---
Title: Deploy model
URL Source: https://company-skill.com/p/bailian/bailian-deploy-model
Language: en
Description: You want to take a custom, fine-tuned, or LoRA model and deploy it as a dedicated, scalable API endpoint on Alibaba Cloud's Bailian platform so that applications can consume it via HTTP requests.…
---

# Deploy model

Part of **Bailian (Alibaba Cloud Model Studio)**. Route queries via `POST https://company-skill.com/api/route`.

## What You Want to Do

You want to take a custom, fine-tuned, or LoRA model and deploy it as a dedicated, scalable API endpoint on Alibaba Cloud's Bailian platform so that applications can consume it via HTTP requests.

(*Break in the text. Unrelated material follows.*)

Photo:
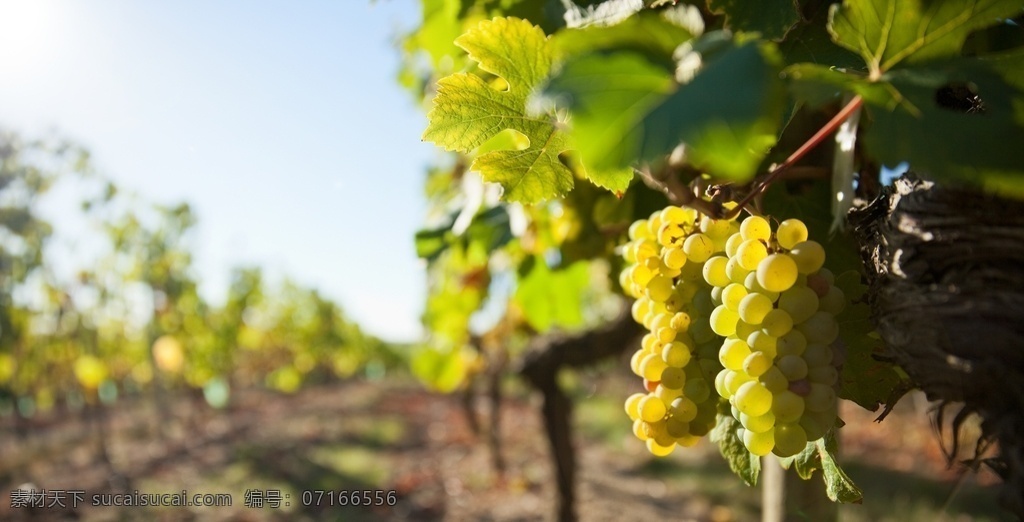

**Typical User Questions**:
- How to deploy my fine-tuned model?

- Deploy custom LoRA model from OSS
- Can I deploy models via API?

## Decision Tree

Pick the best path for your situation:

- **If** you are managing infrastructure as code, integrating with CI/CD pipelines, or automating capacity scaling via HTTP PUT requests → Use **Programmatic Model Deployment** (go to *bailian/bailian-model*)
- **If** you need to visually select specific GPU instance types (e.g., `gpu.gn7i-c4g1.4xlarge`) and configure VPC/security group `Network Settings` → Use **Console Model Deployment** (go to *bailian/bailian-model*)
- **If** you require subscription-based billing for training units (which the API does not support) → Use **Console Model Deployment** (go to *bailian/bailian-model*)
- **Otherwise (default)** → Use **Console Model Deployment**, as it provides visual validation of resources, network configurations, and region scoping before committing to dedicated GPU costs.

## Path Comparison

| Path | Best For | Complexity | Code Required | Automation | Key Fact | Detail Skill |
|------|----------|------------|---------------|------------|----------|-------------|
| Programmatic Model Deployment | Infrastructure-as-code, automated scaling, and managing dedicated endpoints programmatically. | Medium | Yes | Yes | Max 20 concurrent fine-tune jobs per user | `bailian/api/bailian-model` |
| Console Model Deployment | Quick one-click deployment, visual resource selection, environment preparation, and region scoping. | Low | No | No | Max 5 dedicated service instances per project | `bailian/guide/bailian-model` |

## Path Details

### Path 1: Programmatic Model Deployment

**Best For**: Infrastructure-as-code, automated scaling, and managing dedicated endpoints programmatically.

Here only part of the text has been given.